Une bonne chose d'avoir surmonter cet a-priori car le récit m'a d'emblée emballée.
Irie Fuyuko a 34 ans, travaille comme correctrice, d'abord dans une maison d'édition puis en free-lance. Sa vie au départ est réglée comme les feuilles quadrillées japonaises: travail, pas de petits amis, pas de sortie, travail, pas d'alcool, et toujours travail, travail, travail. Seul "point de fantaisie" dans son univers: se promener la nuit de son anniversaire (le 25 décembre, d'où son prénom qui signifie "Enfant de l'hiver") pour contempler les lumières, qu'elles soient artificielles ou des étoiles.
Son caractère est extrêmement réservé. elle parle peu, a une confiance en elle qui frôle le négatif. Elle se met peu à peu à boire pour pouvoir supporter les inévitables rapports à ses semblables humains, tombant dans l'alcoolisme.
C'est dans cette situation qu'elle fait la connaissance de Mr Mitsutsuka, un professeur cinquantenaire de sciences physiques. Cette rencontre marque un point de nouveau départ pour Fuyuko, très lent, voire chaotique car on ne revient pas comme cela sur plus de 30 ans de quasi invisibilité sociale.
A-travers sa narratrice ou des personnages gravitant autour d'elle, Kawakami Mieko aborde des sujets sociaux d'importance: la condition de la femme japonaise, au travail comme dans son couple (l'accroissement des couples "sexless" bien étudié par Muriel Jolivet dans son ouvrage sur la jeunesse japonaise, les brimades en milieu professionnel, ...), le conformisme de façade, l'alcoolisme, etc...
Dans ses échanges avec Mr Mitsutsuka, Fuyuko met en avant son attrait pour les lumières. Un moyen pour elle de retourner dans la lumière, quitter les ombres qui la font ployer depuis des années.

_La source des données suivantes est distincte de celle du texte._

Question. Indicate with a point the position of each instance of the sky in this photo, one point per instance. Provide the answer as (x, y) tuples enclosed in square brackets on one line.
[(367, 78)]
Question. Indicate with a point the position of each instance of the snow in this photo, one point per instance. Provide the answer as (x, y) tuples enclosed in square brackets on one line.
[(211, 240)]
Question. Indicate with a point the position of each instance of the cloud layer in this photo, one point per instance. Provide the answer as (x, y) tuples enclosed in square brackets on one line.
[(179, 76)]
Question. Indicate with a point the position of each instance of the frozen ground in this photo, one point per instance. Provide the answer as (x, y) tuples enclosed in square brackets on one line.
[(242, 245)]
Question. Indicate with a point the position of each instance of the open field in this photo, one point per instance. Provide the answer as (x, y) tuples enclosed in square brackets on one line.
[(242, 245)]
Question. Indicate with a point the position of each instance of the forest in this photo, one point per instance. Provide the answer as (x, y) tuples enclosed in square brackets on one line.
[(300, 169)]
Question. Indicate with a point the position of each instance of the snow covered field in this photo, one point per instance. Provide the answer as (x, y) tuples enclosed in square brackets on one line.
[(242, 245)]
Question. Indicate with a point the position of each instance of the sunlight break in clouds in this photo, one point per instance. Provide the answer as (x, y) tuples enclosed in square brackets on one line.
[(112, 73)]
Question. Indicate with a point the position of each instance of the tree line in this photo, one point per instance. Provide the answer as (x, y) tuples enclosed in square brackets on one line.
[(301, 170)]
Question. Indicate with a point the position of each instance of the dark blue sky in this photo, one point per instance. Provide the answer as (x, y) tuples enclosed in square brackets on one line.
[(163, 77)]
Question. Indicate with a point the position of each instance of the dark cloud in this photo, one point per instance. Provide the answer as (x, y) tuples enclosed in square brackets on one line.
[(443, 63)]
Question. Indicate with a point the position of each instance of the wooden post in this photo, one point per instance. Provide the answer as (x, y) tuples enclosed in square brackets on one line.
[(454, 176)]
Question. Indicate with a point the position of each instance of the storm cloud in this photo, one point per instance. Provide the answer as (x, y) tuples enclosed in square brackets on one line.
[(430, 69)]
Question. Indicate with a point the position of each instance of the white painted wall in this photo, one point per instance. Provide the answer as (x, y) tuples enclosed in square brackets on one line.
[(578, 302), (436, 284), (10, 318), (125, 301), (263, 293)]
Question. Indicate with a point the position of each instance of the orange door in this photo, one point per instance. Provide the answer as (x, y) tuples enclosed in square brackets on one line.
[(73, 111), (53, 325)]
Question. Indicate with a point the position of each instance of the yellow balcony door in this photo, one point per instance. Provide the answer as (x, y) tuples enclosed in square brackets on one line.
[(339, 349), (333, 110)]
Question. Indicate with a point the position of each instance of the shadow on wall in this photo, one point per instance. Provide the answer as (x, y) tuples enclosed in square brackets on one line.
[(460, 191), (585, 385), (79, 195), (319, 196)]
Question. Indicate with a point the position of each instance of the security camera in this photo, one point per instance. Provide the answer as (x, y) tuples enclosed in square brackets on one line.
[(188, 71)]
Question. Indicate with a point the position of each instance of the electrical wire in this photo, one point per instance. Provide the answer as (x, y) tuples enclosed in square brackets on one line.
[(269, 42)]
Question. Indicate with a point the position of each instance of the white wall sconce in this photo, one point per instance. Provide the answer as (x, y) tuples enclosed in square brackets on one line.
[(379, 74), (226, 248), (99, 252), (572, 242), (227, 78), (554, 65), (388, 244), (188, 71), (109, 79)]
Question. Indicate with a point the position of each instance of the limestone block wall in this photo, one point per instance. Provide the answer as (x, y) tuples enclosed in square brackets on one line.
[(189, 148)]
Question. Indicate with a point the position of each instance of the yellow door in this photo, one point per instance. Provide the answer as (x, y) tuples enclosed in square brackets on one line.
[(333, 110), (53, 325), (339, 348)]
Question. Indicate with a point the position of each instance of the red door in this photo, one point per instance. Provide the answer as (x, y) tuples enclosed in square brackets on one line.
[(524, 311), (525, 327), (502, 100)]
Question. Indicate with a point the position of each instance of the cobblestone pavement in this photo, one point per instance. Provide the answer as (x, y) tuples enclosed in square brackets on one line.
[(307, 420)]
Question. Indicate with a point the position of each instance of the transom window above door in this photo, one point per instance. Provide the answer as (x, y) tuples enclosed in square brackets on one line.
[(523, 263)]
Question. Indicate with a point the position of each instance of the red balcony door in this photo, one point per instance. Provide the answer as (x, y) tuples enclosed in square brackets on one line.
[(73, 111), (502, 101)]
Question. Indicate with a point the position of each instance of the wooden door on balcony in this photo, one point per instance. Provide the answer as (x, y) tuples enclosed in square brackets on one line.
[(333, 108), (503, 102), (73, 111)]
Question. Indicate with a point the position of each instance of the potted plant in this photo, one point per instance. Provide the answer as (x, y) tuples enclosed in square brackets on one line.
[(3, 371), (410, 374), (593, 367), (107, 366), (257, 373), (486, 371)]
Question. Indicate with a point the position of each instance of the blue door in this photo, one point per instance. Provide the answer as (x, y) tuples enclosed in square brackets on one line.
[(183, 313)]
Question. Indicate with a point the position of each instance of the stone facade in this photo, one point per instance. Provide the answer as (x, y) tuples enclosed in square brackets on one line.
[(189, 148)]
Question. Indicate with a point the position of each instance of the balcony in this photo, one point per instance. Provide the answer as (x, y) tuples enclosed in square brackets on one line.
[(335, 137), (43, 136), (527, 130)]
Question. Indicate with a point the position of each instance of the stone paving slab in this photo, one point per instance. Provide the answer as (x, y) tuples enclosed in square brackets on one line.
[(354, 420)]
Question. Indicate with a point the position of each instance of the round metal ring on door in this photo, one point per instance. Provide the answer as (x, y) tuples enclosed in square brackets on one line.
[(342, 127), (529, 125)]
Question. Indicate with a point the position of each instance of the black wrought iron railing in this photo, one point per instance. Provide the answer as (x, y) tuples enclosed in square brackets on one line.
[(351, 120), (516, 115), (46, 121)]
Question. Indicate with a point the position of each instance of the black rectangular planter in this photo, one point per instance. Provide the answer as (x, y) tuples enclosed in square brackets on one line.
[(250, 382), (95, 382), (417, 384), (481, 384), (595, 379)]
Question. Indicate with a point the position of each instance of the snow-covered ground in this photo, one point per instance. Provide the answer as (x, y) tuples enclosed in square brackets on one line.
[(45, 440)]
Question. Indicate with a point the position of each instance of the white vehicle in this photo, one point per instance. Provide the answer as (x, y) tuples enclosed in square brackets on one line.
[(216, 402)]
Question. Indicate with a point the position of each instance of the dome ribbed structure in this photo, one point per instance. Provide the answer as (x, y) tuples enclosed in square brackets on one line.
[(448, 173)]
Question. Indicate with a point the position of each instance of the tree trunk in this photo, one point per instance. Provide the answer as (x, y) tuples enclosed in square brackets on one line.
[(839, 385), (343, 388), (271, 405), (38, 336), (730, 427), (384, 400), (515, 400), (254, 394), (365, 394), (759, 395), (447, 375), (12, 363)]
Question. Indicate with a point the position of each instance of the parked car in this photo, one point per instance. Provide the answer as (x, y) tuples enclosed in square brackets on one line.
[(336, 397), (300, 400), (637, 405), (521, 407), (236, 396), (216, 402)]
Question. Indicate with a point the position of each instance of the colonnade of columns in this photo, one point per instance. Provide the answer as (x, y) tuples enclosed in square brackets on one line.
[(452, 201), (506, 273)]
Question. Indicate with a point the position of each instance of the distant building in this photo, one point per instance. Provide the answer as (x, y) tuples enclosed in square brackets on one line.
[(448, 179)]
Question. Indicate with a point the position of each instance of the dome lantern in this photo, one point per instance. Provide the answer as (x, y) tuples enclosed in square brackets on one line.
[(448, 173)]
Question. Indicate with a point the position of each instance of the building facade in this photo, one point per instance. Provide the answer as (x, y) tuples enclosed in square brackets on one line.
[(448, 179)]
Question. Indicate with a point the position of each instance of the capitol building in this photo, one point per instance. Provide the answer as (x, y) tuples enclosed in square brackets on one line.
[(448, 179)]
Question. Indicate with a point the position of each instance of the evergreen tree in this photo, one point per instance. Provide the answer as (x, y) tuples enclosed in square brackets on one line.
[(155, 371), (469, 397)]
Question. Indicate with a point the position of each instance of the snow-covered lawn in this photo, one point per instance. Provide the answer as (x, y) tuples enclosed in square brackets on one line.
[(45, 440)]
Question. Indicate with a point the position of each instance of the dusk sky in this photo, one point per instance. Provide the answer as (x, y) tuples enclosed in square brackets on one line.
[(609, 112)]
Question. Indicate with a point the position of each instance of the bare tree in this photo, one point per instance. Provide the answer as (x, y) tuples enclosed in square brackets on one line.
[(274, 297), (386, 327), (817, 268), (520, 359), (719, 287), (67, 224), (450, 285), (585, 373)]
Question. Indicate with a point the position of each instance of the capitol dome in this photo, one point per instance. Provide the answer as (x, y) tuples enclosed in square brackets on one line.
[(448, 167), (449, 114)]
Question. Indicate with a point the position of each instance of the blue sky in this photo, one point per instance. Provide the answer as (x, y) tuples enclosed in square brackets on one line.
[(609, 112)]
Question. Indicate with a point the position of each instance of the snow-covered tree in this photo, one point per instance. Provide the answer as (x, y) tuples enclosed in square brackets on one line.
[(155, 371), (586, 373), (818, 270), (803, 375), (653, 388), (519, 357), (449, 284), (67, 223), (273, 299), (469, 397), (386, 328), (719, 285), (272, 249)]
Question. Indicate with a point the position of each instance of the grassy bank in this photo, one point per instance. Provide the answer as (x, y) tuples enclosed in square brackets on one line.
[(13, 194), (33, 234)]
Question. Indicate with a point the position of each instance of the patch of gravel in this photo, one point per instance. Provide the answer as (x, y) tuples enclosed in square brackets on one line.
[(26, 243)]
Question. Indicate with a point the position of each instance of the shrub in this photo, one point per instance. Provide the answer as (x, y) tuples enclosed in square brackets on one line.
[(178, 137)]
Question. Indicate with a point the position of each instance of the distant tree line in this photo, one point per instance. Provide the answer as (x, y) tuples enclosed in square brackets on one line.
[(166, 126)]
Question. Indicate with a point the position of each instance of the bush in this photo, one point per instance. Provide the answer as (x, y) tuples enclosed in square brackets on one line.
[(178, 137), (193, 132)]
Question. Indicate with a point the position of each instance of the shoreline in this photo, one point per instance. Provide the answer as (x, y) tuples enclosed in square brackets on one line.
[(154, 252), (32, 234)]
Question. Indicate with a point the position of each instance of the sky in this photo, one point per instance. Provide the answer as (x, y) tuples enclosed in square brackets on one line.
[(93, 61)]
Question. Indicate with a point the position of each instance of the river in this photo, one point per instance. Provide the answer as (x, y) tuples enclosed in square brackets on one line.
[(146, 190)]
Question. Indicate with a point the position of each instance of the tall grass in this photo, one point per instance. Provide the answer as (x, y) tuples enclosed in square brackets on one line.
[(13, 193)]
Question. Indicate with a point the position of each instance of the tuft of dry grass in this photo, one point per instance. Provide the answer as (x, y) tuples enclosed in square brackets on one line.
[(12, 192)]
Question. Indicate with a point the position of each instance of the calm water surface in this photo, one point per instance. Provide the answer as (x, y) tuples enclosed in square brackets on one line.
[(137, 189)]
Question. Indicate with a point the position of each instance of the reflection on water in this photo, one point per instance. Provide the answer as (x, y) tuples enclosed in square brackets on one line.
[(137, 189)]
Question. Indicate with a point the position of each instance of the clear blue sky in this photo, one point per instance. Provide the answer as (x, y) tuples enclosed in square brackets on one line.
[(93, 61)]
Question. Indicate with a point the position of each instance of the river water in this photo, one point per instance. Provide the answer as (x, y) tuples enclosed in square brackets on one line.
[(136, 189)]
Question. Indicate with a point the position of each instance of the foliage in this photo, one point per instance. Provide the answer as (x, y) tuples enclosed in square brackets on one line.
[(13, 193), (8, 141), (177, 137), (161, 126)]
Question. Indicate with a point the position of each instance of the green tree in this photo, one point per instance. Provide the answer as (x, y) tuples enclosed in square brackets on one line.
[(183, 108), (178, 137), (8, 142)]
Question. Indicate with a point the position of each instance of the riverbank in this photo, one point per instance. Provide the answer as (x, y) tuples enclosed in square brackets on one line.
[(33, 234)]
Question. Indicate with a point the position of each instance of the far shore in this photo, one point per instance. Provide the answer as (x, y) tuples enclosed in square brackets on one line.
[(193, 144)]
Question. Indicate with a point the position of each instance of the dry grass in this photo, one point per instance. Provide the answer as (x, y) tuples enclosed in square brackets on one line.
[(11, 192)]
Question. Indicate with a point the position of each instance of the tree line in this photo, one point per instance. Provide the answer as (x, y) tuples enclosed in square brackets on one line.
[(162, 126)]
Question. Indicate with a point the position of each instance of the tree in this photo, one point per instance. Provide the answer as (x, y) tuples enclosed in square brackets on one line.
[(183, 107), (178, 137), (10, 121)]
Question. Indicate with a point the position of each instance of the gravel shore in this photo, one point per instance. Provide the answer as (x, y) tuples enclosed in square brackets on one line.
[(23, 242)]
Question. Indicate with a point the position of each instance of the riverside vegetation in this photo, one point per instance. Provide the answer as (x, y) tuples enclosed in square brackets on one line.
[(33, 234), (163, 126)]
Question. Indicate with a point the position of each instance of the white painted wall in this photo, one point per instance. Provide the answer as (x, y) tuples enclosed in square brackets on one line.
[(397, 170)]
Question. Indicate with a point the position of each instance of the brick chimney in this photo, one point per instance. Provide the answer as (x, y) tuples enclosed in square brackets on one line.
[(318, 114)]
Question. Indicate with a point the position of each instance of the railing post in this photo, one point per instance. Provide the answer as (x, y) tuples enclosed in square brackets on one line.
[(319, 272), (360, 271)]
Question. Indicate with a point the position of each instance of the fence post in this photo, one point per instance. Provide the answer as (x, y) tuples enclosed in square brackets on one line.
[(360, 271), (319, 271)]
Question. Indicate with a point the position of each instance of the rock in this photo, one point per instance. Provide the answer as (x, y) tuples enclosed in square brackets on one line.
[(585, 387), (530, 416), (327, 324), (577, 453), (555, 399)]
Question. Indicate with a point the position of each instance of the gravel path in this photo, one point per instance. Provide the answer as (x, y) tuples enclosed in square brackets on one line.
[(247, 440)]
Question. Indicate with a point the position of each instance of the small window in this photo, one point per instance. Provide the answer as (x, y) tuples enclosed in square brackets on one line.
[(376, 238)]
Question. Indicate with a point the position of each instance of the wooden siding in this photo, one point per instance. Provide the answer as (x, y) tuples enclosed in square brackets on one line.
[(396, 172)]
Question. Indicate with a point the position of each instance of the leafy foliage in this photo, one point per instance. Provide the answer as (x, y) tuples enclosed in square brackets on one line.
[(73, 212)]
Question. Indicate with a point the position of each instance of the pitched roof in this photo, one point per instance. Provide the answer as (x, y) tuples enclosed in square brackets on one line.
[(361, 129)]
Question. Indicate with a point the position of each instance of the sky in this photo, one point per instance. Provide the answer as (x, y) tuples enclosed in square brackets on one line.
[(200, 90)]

L'écriture est pleine de richesses, subtile et poétique. Les émotions ne s'étalent pas mais se répandent avec discrétion, ce qui ne leur enlève pas leurs forces pour autant. La narratrice apparaît souvent comme à travers un brouillard (trop de saké peut-être), un peu nébuleuse. Pourtant on se prend, à la lecture, assez rapidement d'amitié pour elle, pour sa fragilité.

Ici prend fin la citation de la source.